Coronavirus causes a wide variety of symptoms in children, according to a study published in an American Academy of Pediatrics journal.
In that study, Dr. Rabia Agha and colleagues from Maimonides Children’s General Hospital in Brooklyn studied 22 children with coronavirus. They found most did not have classic symptoms. Fifteen patients had a fever and nine had respiratory symptoms. Two had seizures and two were entirely asymptomatic.
Research Focused On Children Is Limited
It’s been about six months since coronavirus started ravaging the world, and health officials are learning as they go along. And while numerous tests have been conducted to get more insight on the pathogen, not many have been focused on pediatric cases.
“COVID-19 is so new that we don’t have nearly enough research on it for adults, let alone for children,” Cohen said. “We can’t say definitively that the risks of them returning to school are minimal. Much more research still needs to be done.”
Unlike the flu, which has consistently shown that schools and children are major transmission instruments in communities, not as much is know on the coronavirus, said Dr.
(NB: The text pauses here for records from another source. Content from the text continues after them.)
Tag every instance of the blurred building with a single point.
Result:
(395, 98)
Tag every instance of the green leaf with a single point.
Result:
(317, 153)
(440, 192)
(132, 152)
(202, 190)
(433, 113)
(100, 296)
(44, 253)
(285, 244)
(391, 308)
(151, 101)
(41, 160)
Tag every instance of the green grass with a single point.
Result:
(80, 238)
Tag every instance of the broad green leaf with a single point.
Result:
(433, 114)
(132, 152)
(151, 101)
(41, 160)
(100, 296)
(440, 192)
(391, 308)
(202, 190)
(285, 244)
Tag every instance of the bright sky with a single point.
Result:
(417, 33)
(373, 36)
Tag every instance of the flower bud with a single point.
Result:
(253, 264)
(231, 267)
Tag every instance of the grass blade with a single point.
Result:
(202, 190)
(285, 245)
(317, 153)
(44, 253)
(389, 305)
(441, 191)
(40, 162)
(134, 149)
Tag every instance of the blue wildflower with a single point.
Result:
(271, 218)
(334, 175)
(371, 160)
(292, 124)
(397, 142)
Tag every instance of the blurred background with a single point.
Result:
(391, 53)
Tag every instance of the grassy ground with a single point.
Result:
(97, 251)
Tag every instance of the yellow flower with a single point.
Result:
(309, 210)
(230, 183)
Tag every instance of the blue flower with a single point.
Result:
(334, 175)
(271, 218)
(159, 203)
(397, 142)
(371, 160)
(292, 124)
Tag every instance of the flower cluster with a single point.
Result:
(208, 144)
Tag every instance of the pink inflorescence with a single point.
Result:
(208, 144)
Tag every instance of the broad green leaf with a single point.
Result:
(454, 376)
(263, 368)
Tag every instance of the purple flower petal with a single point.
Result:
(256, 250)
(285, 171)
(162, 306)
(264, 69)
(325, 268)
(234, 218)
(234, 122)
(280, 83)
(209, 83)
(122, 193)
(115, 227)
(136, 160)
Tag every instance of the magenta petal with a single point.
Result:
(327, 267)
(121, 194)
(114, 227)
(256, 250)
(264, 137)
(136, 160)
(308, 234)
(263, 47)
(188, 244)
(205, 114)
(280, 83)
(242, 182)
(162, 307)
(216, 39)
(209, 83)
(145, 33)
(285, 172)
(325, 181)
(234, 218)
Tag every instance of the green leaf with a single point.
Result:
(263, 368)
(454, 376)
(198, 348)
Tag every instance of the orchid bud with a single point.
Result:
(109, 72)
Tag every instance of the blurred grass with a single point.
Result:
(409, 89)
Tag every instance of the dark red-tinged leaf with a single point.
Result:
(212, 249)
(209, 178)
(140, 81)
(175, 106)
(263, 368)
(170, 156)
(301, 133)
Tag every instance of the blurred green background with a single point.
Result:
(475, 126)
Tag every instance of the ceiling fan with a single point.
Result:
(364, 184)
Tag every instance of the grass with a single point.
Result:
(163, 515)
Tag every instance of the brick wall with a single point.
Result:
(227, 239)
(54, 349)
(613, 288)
Robert Redfield of the Centers for Disease Control and Prevention.
“We really don’t have evidence that children are driving the transmission cycle of this,” he said.
However, he added, the ability of this virus to cause significant illness in children “is very, very — very limited.”
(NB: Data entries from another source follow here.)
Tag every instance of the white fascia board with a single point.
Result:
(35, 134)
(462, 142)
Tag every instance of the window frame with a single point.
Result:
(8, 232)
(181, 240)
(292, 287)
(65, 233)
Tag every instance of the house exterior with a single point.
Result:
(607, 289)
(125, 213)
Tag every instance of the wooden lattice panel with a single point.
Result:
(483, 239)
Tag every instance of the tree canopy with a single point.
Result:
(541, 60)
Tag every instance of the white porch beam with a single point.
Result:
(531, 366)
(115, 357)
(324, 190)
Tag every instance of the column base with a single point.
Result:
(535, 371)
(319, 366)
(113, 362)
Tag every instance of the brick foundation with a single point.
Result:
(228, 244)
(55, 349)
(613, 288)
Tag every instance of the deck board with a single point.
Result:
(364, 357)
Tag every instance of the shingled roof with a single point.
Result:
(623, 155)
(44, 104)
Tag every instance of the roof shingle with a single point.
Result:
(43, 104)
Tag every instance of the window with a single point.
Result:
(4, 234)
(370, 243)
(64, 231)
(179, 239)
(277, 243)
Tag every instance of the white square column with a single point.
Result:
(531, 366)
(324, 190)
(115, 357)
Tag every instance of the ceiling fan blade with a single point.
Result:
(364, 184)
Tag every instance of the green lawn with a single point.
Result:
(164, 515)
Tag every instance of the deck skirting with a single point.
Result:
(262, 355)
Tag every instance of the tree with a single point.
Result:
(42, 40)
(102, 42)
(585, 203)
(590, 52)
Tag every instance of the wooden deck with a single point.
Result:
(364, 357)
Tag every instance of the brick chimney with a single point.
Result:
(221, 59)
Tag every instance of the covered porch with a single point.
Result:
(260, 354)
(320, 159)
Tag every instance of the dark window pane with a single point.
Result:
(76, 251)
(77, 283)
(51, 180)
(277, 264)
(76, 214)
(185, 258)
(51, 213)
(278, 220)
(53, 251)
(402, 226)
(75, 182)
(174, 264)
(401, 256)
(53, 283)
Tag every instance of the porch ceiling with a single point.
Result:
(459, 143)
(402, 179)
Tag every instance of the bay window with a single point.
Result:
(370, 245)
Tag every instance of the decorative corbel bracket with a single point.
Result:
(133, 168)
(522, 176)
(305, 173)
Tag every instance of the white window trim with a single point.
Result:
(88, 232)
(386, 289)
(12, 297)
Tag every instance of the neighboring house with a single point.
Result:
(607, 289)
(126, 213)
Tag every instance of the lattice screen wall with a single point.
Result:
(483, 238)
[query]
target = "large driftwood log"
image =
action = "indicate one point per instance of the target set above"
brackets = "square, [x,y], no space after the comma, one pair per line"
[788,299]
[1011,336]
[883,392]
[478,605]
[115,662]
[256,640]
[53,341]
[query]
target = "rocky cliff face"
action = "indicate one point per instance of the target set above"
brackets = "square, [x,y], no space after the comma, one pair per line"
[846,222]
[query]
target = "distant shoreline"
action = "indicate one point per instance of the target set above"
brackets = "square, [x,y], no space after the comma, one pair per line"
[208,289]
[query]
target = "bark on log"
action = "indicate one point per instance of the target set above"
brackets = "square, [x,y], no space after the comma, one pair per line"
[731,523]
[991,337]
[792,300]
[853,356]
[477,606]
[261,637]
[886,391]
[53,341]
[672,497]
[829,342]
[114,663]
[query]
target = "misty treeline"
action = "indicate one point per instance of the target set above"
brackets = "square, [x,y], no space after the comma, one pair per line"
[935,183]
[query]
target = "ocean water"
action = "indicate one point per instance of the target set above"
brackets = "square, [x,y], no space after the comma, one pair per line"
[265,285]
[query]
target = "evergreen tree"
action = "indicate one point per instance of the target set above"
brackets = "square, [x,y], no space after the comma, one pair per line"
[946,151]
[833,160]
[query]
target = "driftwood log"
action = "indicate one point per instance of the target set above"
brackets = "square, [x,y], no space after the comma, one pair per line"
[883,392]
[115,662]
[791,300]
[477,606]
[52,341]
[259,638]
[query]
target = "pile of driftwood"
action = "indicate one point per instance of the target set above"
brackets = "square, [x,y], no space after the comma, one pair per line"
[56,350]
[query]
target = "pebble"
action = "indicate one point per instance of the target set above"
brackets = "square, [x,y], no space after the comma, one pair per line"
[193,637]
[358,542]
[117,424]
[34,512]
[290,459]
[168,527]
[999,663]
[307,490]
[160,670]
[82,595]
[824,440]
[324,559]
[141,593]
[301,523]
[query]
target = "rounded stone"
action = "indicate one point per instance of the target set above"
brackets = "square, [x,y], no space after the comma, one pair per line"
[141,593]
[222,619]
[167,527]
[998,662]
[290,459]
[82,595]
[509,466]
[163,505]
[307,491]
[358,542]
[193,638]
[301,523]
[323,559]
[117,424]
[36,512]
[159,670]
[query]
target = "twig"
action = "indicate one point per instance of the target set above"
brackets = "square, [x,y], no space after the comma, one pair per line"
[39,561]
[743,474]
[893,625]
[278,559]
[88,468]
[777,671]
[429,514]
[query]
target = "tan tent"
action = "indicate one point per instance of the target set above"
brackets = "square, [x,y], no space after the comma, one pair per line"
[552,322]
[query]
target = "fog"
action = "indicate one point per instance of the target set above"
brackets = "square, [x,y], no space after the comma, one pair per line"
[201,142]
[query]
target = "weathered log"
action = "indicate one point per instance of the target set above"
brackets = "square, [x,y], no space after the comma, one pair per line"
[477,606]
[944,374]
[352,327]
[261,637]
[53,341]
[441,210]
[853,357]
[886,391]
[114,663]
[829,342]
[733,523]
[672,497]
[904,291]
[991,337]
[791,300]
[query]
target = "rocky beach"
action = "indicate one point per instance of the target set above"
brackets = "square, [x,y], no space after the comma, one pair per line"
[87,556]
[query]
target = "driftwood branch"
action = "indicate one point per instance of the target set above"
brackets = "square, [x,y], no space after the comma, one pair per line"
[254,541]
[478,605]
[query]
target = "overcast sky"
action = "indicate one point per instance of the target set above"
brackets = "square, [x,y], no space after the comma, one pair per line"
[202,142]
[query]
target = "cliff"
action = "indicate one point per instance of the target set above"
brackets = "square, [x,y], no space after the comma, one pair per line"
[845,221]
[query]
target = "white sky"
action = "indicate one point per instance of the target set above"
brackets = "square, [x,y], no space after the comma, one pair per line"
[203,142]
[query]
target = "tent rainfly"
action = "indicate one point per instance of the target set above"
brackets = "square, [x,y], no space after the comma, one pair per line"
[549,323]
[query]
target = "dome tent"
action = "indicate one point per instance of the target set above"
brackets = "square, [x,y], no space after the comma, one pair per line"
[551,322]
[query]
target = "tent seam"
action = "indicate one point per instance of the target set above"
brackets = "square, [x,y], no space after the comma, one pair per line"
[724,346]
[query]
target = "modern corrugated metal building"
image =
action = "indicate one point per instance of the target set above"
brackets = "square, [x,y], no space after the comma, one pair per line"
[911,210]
The US data is incomplete because the country has not been testing enough children to determine how widespread the virus is, said Deborah Birx, a member of the White House coronavirus task force.
“If you look across all of the tests that we’ve done … the portion that has been the lowest-tested portion is the under-10-year-olds,” Birx said. “So we’re putting into place other ways to get testing results from them and … try to really figure this out.”
Researchers are working on a saliva test that’ll make it easier to test children.
A majority of children under 18 don’t have symptoms, she said. And until health officials get more testing targeted to that age group, there’s no evidence on how many children die as a result of COVID-19.